GIScholarBench: Benchmarking LLM Overconfidence in GIS Research

Large language models (LLMs) are increasingly used in academic research workflows, but scholarly tasks require high factual precision and therefore expose a key weakness: overconfidence. Here, overconfidence is defined behaviorally as the tendency to produce confident, assertive, and well-formatted outputs even when the underlying knowledge is incomplete or unverifiable, rather than as a calibration gap between stated confidence and accuracy. To examine this issue, we introduce GIScholarBench, a benchmark built from 10,865 papers published in 25 core GIScience journals between 2020 and 2025. The benchmark covers three tasks with increasing cognitive complexity: metadata retrieval, literature linking, and research direction generation. We evaluate Claude Sonnet 4.5, Gemini 3, and ChatGPT 5.3 through their native web interfaces under real-world user-facing conditions. Results show consistent overconfidence across all tasks. In metadata retrieval, ChatGPT 5.3 achieves the highest accuracy, but all models still generate definitive titles and DOIs when predictions are wrong. In literature linking, Claude Sonnet 4.5 recovers the most references, but all models show a clear gap between top-ranked retrieval and longer citation lists, suggesting that references are extended beyond reliable retrieval capacity. In research direction generation, AI-generated directions show lower topic coverage, higher novel miss rates, and lower semantic diversity than real future-citing papers. These findings suggest that LLM overconfidence is task-invariant but takes different forms: factual overgeneration in retrieval, unreliable citation expansion in literature linking, and overconfidence in output completeness during research ideation.

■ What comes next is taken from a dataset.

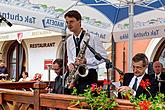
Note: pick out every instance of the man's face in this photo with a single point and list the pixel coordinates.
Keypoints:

翻译：大语言模型（LLMs）越来越多地被用于学术研究工作流，但学术任务要求高度的事实精确性，因此暴露了一个关键弱点：过度自信。在此，我们将过度自信行为定义为：即使底层知识不完整或无法验证，模型仍倾向于生成自信、肯定且格式规范的输出，而非陈述置信度与准确性之间的校准差距。为探究该问题，我们构建了GIScholarBench基准数据集，该数据集基于2020年至2025年间发表在25本核心GIScience期刊上的10,865篇论文。该基准涵盖三项认知复杂度递增的任务：元数据检索、文献关联和研究方向生成。我们通过Claude Sonnet 4.5、Gemini 3和ChatGPT 5.3的原生网络界面，在真实用户场景下对其进行了评估。结果显示，所有任务均存在持续的过度自信现象。在元数据检索中，ChatGPT 5.3的准确率最高，但所有模型在预测错误时仍会生成看似确定的标题和DOI。在文献关联中，Claude Sonnet 4.5恢复了最多参考文献，但所有模型在排名靠前的检索结果与更长的引文列表之间存在明显差距，表明参考文献的扩展已超出可靠的检索能力。在研究方向生成中，与真实的未来引用论文相比，AI生成的研究方向在主题覆盖率上更低，在新颖性遗漏率上更高，且在语义多样性上更低。这些发现表明，LLMs的过度自信具有任务不变性，但表现形式各异：检索中的事实性过度生成、文献关联中不可靠的引文扩展，以及研究构思阶段对输出完整性的过度自信。